Search code examples
apache-sparkdatabricksscheduled-tasksazure-databricksdatabricks-workflows

How to pass parameters to a "Job as Task" from code?


I would like to use the new "Job as Task" feature (as mentioned in this SO answer) but I'm having trouble to pass values into that job.

Scenario

  • I have a workflow job which contains 2 tasks.
  • The workflow is scheduled to run every x minutes.
  • Task_A (type "Notebook"): Read data from a table and based on the contents decide, whether the workflow in Task_B should be executed (or not).
  • Task_B (type "Run Job"): This references another Workflow that itself consists of multiple tasks, all of type "Notebook". The workflow takes several parameters. For the sake of brevity here, let's just assume a parameter entity_ids. This workflow runs totally fine on its own if started manually.

For this scenario I would like to add some logic that decides how much of the workflow will be executed:

If Task_A finds specific information in its table, it should start the workflow in Task_B and provide it with a couple of parameters based on that information (in this example: a list of entity_ids). If that information is not found, the workflow should end gracefully and wait for the next interval.

My question: How do I pass (multiple) values into the job that is referenced in Task_B?

I had tried to set this with dbutils.jobs.taskValues.set("entity_id", "[1, 2]") in Task_A and read with dbutils.jobs.taskValues.get("Task_A", "entity_ids", debugValue="[]" ) in the first Notebook of the workflow in Task_B, but this throws an error within the nested job: Task key does not exist in run: Task_A.

My guess is that the nested workflow in Task_B is unaware of the parent workflow and might be run in a different context, and therefore cannot find taskKey == "Task_A".

To verify my assumption, I tried setting up a (test-only) Notebook that only reads the entity_idswith the get() function.

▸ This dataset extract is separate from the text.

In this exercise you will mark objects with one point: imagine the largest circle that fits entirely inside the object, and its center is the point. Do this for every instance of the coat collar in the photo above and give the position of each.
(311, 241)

  • If I add it directly as a task, into the same workflow as Task_A, it works.
  • If I put it into its own workflow, and then reference that as a "Run Job" task, it fails with the aforementioned error.

In both cases, it is always the exact same Notebook.


Solution

  • I tried your approach and can confirm that the behaviour of task variable when used in a "Run Job" Task is as you said.

    Please check if the following alternative would work for you ?

    • In your Task_B (type "Run Job"), create a widget named entity_id

    • In your actual workflow, following Task_A, add a if then else block with a check on the task value. Refer to docs for further information.

      • For testing I tried using {{tasks.Tst_TaskVal_Set.values.entity_id}} != "" and then trigger the Run Job only if it is empty. You can click on Dynamic Values for format and other similar values.
    • The truth flow can be followed by the Run Job task where you can pass the task value {{tasks.Task_A.values.entity_ids}} to the widget as a parameter. I can confirm that this works.

    Alternate Suggestion:

    But considering your number of parameters, see if you can set a flag as task value, write entity_ids to a file in DBFS or cloud and the use the conditionals on the task value flag, and then read the file in the Task_B - Also there may be a limit on the number of characters that the task value/widget can accept.